Difficulty: Medium
Correct Answer: (a) Monopolistic competition, (b) Pure competition
Explanation:
Introduction / Context:
Different market structures have distinct relationships between price and marginal cost and face different shapes of demand curves. In perfect competition, each firm is a price taker and faces a perfectly elastic demand curve, so price equals marginal cost in equilibrium. In monopolistic competition and monopoly, firms have some degree of market power, so price is greater than marginal cost in both the short run and the long run. This question asks you to match two specific characteristics with the correct market structures, testing your understanding of how price, marginal cost, and demand elasticity vary across market types.
Given Data / Assumptions:
Concept / Approach:
In pure competition, each firm takes the market price as given and can sell as much as it wants at that price. The demand curve facing an individual competitive firm is perfectly elastic, and in equilibrium, price equals marginal cost (P = MC). In monopolistic competition, each firm faces a downward sloping demand curve and has some pricing power; therefore, price is greater than marginal cost (P > MC) in both the short run and the long run. The demand curve is elastic but not perfectly elastic. Monopoly also has P > MC, but its demand is usually less elastic than in monopolistic competition. The question states that price exceeds marginal cost in both periods for (a), which fits monopolistic competition or monopoly, and that the firm for (b) faces a highly elastic demand curve, which best fits pure competition.
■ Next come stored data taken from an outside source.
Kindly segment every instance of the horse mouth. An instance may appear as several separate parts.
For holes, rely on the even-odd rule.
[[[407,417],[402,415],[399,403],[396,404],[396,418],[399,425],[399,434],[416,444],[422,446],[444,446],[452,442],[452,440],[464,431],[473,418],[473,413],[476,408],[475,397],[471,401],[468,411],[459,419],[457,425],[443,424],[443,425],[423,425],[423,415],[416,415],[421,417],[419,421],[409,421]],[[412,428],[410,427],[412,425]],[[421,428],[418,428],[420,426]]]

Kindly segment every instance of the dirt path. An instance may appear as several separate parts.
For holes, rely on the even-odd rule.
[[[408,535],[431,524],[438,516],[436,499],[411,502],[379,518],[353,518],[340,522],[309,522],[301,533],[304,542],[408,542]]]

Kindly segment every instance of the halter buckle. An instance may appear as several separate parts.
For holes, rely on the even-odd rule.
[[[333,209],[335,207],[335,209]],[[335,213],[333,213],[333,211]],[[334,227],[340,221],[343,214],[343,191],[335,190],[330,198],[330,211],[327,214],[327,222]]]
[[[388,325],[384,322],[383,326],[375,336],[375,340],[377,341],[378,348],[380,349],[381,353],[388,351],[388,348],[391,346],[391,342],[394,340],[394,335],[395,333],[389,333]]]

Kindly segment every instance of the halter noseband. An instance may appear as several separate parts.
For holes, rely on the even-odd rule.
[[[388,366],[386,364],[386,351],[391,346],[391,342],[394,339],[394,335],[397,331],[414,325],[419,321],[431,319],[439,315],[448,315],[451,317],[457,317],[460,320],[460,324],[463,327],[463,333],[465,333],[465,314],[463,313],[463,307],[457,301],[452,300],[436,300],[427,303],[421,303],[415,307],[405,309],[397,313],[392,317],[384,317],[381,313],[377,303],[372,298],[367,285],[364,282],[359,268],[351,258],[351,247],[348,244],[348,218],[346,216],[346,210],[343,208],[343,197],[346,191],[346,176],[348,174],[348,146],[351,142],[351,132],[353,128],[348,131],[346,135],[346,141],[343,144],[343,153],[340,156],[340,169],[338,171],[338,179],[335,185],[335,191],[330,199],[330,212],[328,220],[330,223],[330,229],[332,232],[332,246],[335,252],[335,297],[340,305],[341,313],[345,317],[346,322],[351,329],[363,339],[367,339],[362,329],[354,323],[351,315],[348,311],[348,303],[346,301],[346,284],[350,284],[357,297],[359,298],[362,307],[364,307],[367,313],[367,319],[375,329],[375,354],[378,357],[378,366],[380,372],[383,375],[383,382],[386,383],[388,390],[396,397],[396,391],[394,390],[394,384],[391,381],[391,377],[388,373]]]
Therefore, the correct matching is (a) monopolistic competition, (b) pure competition.
Step-by-Step Solution:
Step 1: Focus on characteristic (a): Price greater than marginal cost in both short run and long run.Step 2: Recognise that in perfect competition, price equals marginal cost in equilibrium, so pure competition cannot satisfy characteristic (a).Step 3: Note that monopolistic competition and monopoly both have some market power, so price exceeds marginal cost in both short run and long run.Step 4: Now consider characteristic (b): the firm faces a highly elastic demand curve.Step 5: In pure competition, each firm faces a perfectly elastic (that is, infinitely elastic) demand curve at the market price.Step 6: In monopolistic competition, demand is downward sloping but relatively elastic, not perfectly elastic; in monopoly, demand is typically less elastic.Step 7: Therefore, the best fit is (a) monopolistic competition (P > MC both periods) and (b) pure competition (highly elastic demand), which corresponds to option A.
Verification / Alternative check:
We can cross check each alternative. Option B pairs (a) with pure monopoly, which does have P > MC, but it pairs (b) with monopolistic competition, where demand is not as highly elastic as under pure competition. Option C claims (a) pure competition, which is incorrect because in pure competition P = MC. Option D links (a) oligopoly, where behaviour depends on the model and is not uniquely described by the condition, and (b) pure competition, but it still leaves (a) poorly matched. Only option A gives a logically consistent pair. Monopolistic competition exhibits P > MC in the long run due to product differentiation and downward sloping demand, and pure competition exhibits the highest elasticity of demand at the firm level.
Why Other Options Are Wrong:
Option B is wrong because it assigns the highly elastic demand curve to monopolistic competition rather than pure competition, which is an overstatement of the elasticity. Option C is incorrect because pure competition does not have P > MC; it has P = MC in equilibrium. Option D is problematic because it assigns characteristic (a) to oligopoly without clear justification, and while pure competition does have highly elastic demand, the pair does not handle (a) correctly. Only option A aligns both characteristics with the correct market structures.
Common Pitfalls:
A common mistake is to assume that any imperfectly competitive market necessarily faces an elastic demand curve, but elasticity is relative. Pure competition has a perfectly elastic demand curve at the firm level, while monopolistic competition has a moderately elastic but downward sloping curve. Another pitfall is forgetting that in the long run, monopolistic competition still has P > MC because of product differentiation, even though firms earn only normal profit. Keeping track of both the P versus MC relationship and the shape of the demand curve helps avoid confusion.
Final Answer:
The correct matching is (a) Monopolistic competition, (b) Pure competition.